W jaki sposób władze Polski chcą przeciwdziałać czwartej fali koronawirusa? Dziennikarze RMF FM dotarli do najnowszych ustaleń w tej sprawie. Z ich informacji wynika, że w rządzie pojawiła się obawa przed społecznym buntem.
Minister zdrowia Adam Niedzielski przyznał w ubiegłym tygodniu, że spodziewa się czwartej fali koronawirusa w Polsce. – Prognozy z którymi mieliśmy do czynienia są takie, że ta fala będzie się rozpędzała. Jest raczej przesądzone, że ona się pojawi. Jej kulminacja czy przyspieszenie może nastąpić pod koniec wakacji – ocenił.
Jednocześnie szef resortu zdrowia podkreśla, jak ważne dla przebiegu pandemii jest wyszczepienie odpowiedniej części społeczeństwa. Rząd nie zamierza jednak, przynajmniej w chwili obecnej, wprowadzać obowiązku szczepień.
Co więcej, z najnowszych ustaleń RMF FM wynika, że Polska nie będzie podążać drogą Francji, czy Włoch, gdzie władze zdecydowały się na zaostrzenie restrykcji. W wielkim skrócie na razie nie ma planów, by wprowadzać głębokie ograniczenia dla kin, sklepów i innych punktów usługowych dla niezaszczepionych przeciw COVID-19.

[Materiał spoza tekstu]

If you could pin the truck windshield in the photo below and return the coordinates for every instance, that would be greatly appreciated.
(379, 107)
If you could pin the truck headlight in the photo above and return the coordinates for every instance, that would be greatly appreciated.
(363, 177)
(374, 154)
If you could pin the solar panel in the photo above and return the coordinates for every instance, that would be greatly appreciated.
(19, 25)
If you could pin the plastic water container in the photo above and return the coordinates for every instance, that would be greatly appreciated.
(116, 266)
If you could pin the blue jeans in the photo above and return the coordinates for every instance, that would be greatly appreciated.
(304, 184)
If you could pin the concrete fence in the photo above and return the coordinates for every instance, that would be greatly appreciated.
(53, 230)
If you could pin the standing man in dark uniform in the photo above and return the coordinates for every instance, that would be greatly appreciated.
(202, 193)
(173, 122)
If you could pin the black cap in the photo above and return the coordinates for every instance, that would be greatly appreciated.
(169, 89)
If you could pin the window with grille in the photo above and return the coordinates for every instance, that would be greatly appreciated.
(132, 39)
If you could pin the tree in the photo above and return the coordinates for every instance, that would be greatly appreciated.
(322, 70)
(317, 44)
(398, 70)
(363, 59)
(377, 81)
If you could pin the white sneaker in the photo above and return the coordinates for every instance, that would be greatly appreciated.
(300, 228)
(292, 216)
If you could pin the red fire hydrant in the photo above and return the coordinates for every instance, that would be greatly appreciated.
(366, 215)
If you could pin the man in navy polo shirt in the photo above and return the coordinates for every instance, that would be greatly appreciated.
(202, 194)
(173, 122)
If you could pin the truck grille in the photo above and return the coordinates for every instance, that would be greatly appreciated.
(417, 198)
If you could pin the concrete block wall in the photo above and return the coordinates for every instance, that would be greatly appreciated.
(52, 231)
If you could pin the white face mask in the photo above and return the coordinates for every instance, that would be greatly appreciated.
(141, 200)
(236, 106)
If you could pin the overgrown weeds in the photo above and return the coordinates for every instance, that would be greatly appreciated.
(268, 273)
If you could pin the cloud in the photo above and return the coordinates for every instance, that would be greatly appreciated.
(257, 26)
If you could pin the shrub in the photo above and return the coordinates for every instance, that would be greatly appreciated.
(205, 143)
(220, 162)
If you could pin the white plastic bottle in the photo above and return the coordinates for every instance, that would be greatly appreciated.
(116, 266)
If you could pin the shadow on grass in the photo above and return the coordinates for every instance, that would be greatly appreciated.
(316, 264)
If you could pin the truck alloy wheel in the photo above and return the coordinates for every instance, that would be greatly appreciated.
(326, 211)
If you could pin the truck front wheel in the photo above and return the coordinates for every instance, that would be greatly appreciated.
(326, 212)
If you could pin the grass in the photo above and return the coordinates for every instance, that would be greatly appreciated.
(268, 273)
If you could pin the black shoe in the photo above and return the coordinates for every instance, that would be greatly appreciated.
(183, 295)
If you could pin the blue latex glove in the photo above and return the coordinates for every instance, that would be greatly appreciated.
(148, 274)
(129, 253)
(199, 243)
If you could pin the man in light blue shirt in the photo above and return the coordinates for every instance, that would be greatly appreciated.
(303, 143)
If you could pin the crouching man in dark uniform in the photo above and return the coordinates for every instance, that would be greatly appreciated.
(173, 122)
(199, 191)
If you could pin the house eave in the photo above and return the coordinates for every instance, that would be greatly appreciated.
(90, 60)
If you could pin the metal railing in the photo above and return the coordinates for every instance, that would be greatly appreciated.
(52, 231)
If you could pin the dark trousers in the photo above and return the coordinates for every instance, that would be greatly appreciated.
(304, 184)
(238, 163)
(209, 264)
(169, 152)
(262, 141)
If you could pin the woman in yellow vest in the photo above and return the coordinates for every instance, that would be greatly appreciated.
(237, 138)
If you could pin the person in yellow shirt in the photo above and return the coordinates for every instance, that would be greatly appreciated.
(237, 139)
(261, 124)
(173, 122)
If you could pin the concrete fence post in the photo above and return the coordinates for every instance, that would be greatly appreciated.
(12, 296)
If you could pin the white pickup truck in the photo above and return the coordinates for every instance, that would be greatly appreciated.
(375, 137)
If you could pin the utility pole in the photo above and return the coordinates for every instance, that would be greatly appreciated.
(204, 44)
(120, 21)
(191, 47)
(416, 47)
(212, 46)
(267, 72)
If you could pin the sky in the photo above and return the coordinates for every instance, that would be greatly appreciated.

RMF FM ustaliło, że gabinet Mateusza Morawieckiego planuje powrót do strategii, którą widzieliśmy wiosną 2021 roku. Prawdopodobnie limity nie będą obowiązywać osób zaszczepionych. Np. na wesele wejdzie ograniczona liczba osób niezaszczepionych i dowolna liczba zaszczepionych.
„To pokazuje, że rząd nie przyjmuje argumentów ekspertów z Rady Medycznej przy premierze, którzy postulują twarde zakazy wstępu do niektórych miejsc” – konkludują dziennikarze RMF FM.
Co więcej, w nieoficjalnych rozmowach współpracownicy rządu przyznają, że pojawiła się obawa społecznego buntu przed restrykcjami.